# New Ratings System



## mikejm (Jun 1, 2016)

Hi, this what Uber could do.

4.90-5.0 >80% acceptance 10% Uber 90% driver
<80% acceptance 20% Uber 80% driver

4.80-4.89 >80% acceptance 15% Uber 85% driver
<80% acceptance 25% Uber 75% driver

4.70-4.79 no acceptance adjustment applied 25% Uber 75% Driver

4.0 - 4.69 50% Uber 50% Driver

<4.0 50:50 & review.


----------



## UberPissed (Aug 13, 2014)

Let's file this in the "things Uber can, but never will do file"


----------



## Jeff1205 (May 15, 2016)

Haha...that would be nice but I am sure Uber will magically throw in some low ratings just to keep their money


----------



## Horsebm (Jul 21, 2015)

*Only in your wet dreams. *


----------



## UberPissed (Aug 13, 2014)

Oh I forgot to say - pax ratings

Dont

F'ING

*MATTER*


----------



## CLTUberDude (Feb 10, 2016)

Of all the things they could do, there is one absolute thing that they must do and put in a way to calculate for prejudice, racist, hateful people.

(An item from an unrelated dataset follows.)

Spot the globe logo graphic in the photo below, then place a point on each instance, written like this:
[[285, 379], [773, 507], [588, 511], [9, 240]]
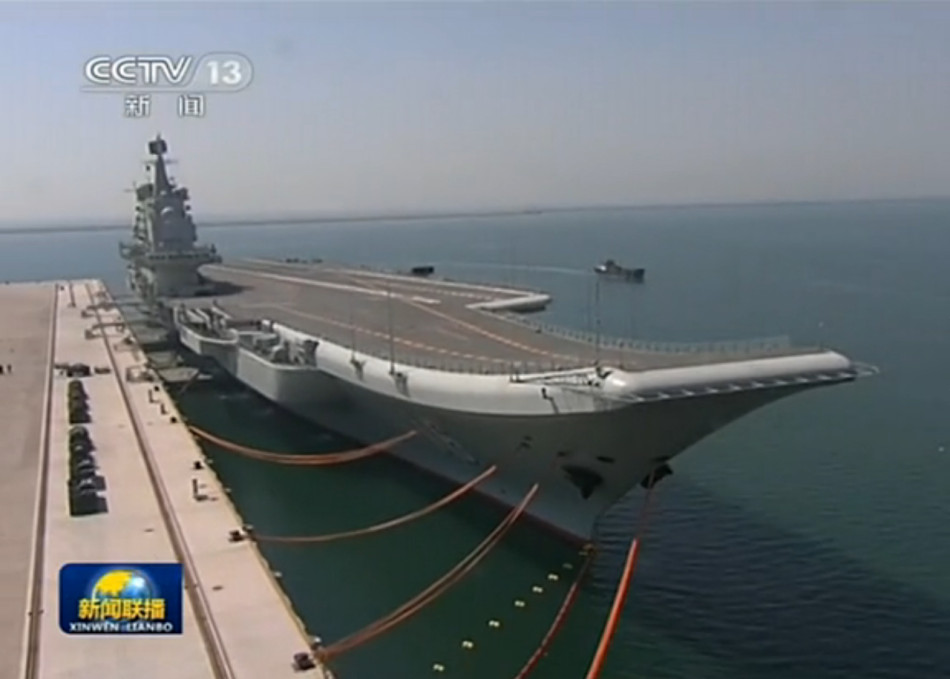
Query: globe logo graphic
[[122, 584]]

Some folks are just like that still and will never be satisfied. They are also using a technology that they don't full understand. If it comes up, the PAX asks and I explain the rating system to them, they suddenly have a look of disbelief on their face. Uber is using a rating system to maintain quality of drivers but not providing literature to the pax about the rating system.


----------



## nash801 (Apr 17, 2016)

mikejm said:


> Hi, this what Uber could do.
> 
> 4.90-5.0 >80% acceptance 10% Uber 90% driver
> <80% acceptance 20% Uber 80% driver
> ...


Confusing. Pls explain


----------



## rman954 (May 31, 2016)

It won't happen. Uber will forever hold it above our heads as a means to make sure we bend over backwards for entitled dbags who can rate us 1 for kicks knowing they could harm someone's livelihood. Pretty psychopathic if you ask me. The lack of people rating is what is hurting me at the moment to where I'm asking passengers if they aren't pleased with the service to please give constructive criticism. The rating system doesn't ever tell you what you're doing wrong or right, I'm supposed to get people from point A to B in a timely and safe manner.


----------



## A T (Aug 3, 2016)

rman954 said:


> It won't happen. Uber will forever hold it above our heads as a means to make sure we bend over backwards for entitled dbags who can rate us 1 for kicks knowing they could harm someone's livelihood. Pretty psychopathic if you ask me. The lack of people rating is what is hurting me at the moment to where I'm asking passengers if they aren't pleased with the service to please give constructive criticism. The rating system doesn't ever tell you what you're doing wrong or right, I'm supposed to get people from point A to B in a timely and safe manner.


Amen brother.


----------